«Dans la guerre, il s'agit de tuer»

Hier, des jeunes Irakiens ont exprimé leur joie après la destruction d’un convoi américain en banlieue de Bagdad.
Photo: Agence Reuters Hier, des jeunes Irakiens ont exprimé leur joie après la destruction d’un convoi américain en banlieue de Bagdad.

New York — Ici un soldat ensanglanté sur une civière, là un cadavre de Marine dans un sac... Depuis le début de la dégradation de la situation en Irak, les médias américains n'hésitent plus à montrer la guerre sous son jour le plus réaliste.

«Nous revenons à une couverture plus normale. Dans une guerre, il s'agit de tuer», relève Jim Naurekas, de l'organisation d'analyse des médias FAIR, alors que les images diffusées tout au long de cette semaine ne sont pas sans rappeler celles très crues de la guerre du Vietnam.

Hier, le coeur de la une du USA Today, seul quotidien national du pays, montre en gros plan un Marine blessé, visage de la détresse, avec tout autour de lui les mains de camarades s'activant.

Le prestigieux New York Times comme le tabloïd New York Post ont retenu la photo d'un groupe de soldats se tenant par l'épaule et priant, penchés sur l'un des leurs, tué à Fallouja. Du mort, encore vêtu de sa tenue de treillis et posé sur un plastique à même le sol, on aperçoit le torse dénudé.

La levée d'un tabou

Le changement est net, alors que jusque-là «les médias ont été extrêmement réticents à publier des images de soldats américains blessés ou morts. C'était un des grands tabous de cette guerre», dit M. Naurekas.

Depuis le Vietnam, les gouvernements font de leur mieux pour contrôler les images, interdisant depuis la guerre du Golfe la présence — longtemps traditionnelle — de photographes au retour des cercueils. Mais là, il s'agissait surtout d'«autocensure» des médias, selon l'expression de Naurekas, due au contexte post-11 septembre: «Il y avait ce sentiment que faire quoi que ce soit qui puisse nuire au soutien du public à la guerre était antipatriotique.»
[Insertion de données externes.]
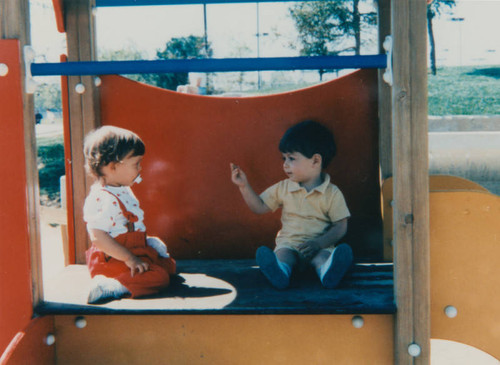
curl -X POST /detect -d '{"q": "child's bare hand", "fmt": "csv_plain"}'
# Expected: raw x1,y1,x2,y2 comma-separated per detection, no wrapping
125,255,150,277
230,163,248,188
297,240,321,260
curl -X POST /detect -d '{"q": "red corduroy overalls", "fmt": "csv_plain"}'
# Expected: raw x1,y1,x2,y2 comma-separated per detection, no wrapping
86,190,176,298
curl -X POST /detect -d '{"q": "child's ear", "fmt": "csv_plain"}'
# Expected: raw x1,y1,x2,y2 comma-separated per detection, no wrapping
312,153,322,166
105,161,118,172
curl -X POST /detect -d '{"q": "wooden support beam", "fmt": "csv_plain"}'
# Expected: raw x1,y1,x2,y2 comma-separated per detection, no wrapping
1,0,43,306
63,0,100,263
392,0,430,363
377,0,392,180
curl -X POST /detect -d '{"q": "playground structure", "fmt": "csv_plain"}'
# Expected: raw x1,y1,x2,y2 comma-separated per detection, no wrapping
1,0,500,364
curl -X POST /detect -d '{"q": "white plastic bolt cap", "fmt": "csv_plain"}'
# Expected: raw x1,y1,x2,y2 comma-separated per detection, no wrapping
75,316,87,329
351,315,364,328
383,35,392,52
444,305,458,318
45,334,56,346
408,343,421,357
75,83,85,94
0,63,8,77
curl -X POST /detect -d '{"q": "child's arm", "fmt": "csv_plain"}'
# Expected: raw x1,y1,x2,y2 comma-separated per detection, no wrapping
89,228,149,276
230,163,271,214
297,218,348,260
Pour Robert Thompson, professeur de communication à l'université de Syracuse, le tournant est lié à celui des événements sur le terrain et à Washington, où les éléments politiques s'accumulent.

«Les télévisions et journalistes américains hésitent moins à montrer dans le détail qu'avant, quand il y avait cette unité nationale, dit-il. Beaucoup commencent à voir que ces images représentent une réalité à laquelle on doit se confronter.»

Ce sont les images des civils américains mutilés à Fallouja qui ont «brisé le tabou», estime Jim Naurekas: «C'était difficile de rapporter l'histoire sans les photos.»

Alors depuis une semaine, les images défilent, évitant juste de montrer le visage des victimes.

CNN a montré en boucle jeudi ce soldat au bas ventre ensanglanté évacué dans un camion, ou ces Marines blessés s'extrayant avec peine de leur char.

Nombre de journaux ont reproduit la photo d'un Marine portant à l'épaule le cadavre d'un camarade dans un sac de plastique noir, «mort en tentant de repousser les vagues d'attaques rebelles dans la ville sunnite de Ramadi», écrit simplement le Daily en légende.

Jeudi, en une du New York Times et du Washington Post, des soldats courent pour évacuer, sur une civière, un camarade blessé. Une double page dans le populaire NewsDay montre en gros plan un soldat «en larmes après avoir appris la mort d'un autre Marine dans une embuscade à Fallouja» et «la course d'un [4X4] Humvee alors qu'un infirmier de la Navy tient la main d'un Marine blessé dans une embuscade».

«Cela peut affecter l'opinion. C'est connu, les images ont un impact émotionnel bien plus fort que les mots», relève Jim Naurekas, tout en se demandant si ce sont les images ou tout simplement les événements qui auront raison du public.

Pour Robert Thompson, la durée fera la différence. «Aucune image en soi, aussi horrible soit-elle, ne modifie vraiment l'opinion, c'est plutôt le flux de ces images. Encore quelques semaines comme celle que nous venons de vivre et il y aura un vrai changement. Lors de la guerre du Vietnam, nous recevions beaucoup d'images effrayantes, mais c'est seulement à partir du moment où nous avons été là-bas depuis un moment et que ces images ne cessaient pas que l'opinion publique a commencé à changer.»